Qui mi apro una piccola parentesi sull’IC di Sasuke: come si è potuto notare anche nel manga, per quanto Sasuke affermasse di odiare a morte suo fratello e volerlo veder crepare per mano sua, alla fine il dolore è più grande… e ha fatto tutto per amore. Certo, se Itachi fosse stato meno stupido e Sasuke avesse saputo tutto dall’inizio, sarebbe stato diverso… però…
Spero che condividerete la mia scelta. Anche perché, per quanto il piccoletto voglia sembrare un orgoglioso, un uomo forte di prima categoria, è pur sempre un ragazzino di appena diciotto anni, che ha perso il fratello nel giorno che, anche non volendolo ammettere, è uno dei più importanti.
A questo proposito: in Giappone si diventa maggiorenni all’età di 20 anni, ma è in corso un dibattito per abbassare la soglia ai 18. Spero mi perdonerete per questo ç_ç Ma non potevo tirare troppo a lungo, come ho già accennato!

Note dell'autrice:
*si guarda attorno e cammina silenziosamente* Okay, non dovrebbe esserci nessuno... *scansa giusto in tempo una sedia volante* Eh, no, però! Non iniziate a lanciare oggetti... per favore! ç_ç Suvvia, mi sono già autolesionata scrivendo, pensando questo capitolo... Comunque sapevate che sarebbe arrivato il momento del dolore e questo è uno dei tre capitoli finali. Dolore a tutto spiano ç_ç anzi, minimo, perché mi sono limitata a causa del rating. Le descrizioni dovevano essere più ampie, volevo suscitare davvero molte più cose, ma... a quel punto il rating sarebbe scattato a rosso!

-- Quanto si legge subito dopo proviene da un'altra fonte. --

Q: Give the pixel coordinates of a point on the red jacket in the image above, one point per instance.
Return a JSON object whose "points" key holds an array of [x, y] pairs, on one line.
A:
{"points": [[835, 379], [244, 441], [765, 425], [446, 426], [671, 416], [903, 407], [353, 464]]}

Lo so che mi adorate, non mi odierete mai... Cavolo, so che cosa provate, anch'io desidero ancora fare tanto male fisico e mentale al sensei, però io sono tanto buona ç_ç *cerca di arruffianarle, ma vede tutti lanciare oggetti appuntiti, infuocati e urlare "Questa è Sparta"* Okay, è la mia fine...
Beh, ne approfitto per ringraziare tutti coloro che mi hanno lasciato delle bellissime recensioni, ricche di bellissime parole, e a tutti coloro che hanno seguito, ricordato e preferito.
*abbraccia coccolosamente tutti* Bacioni, Giacos.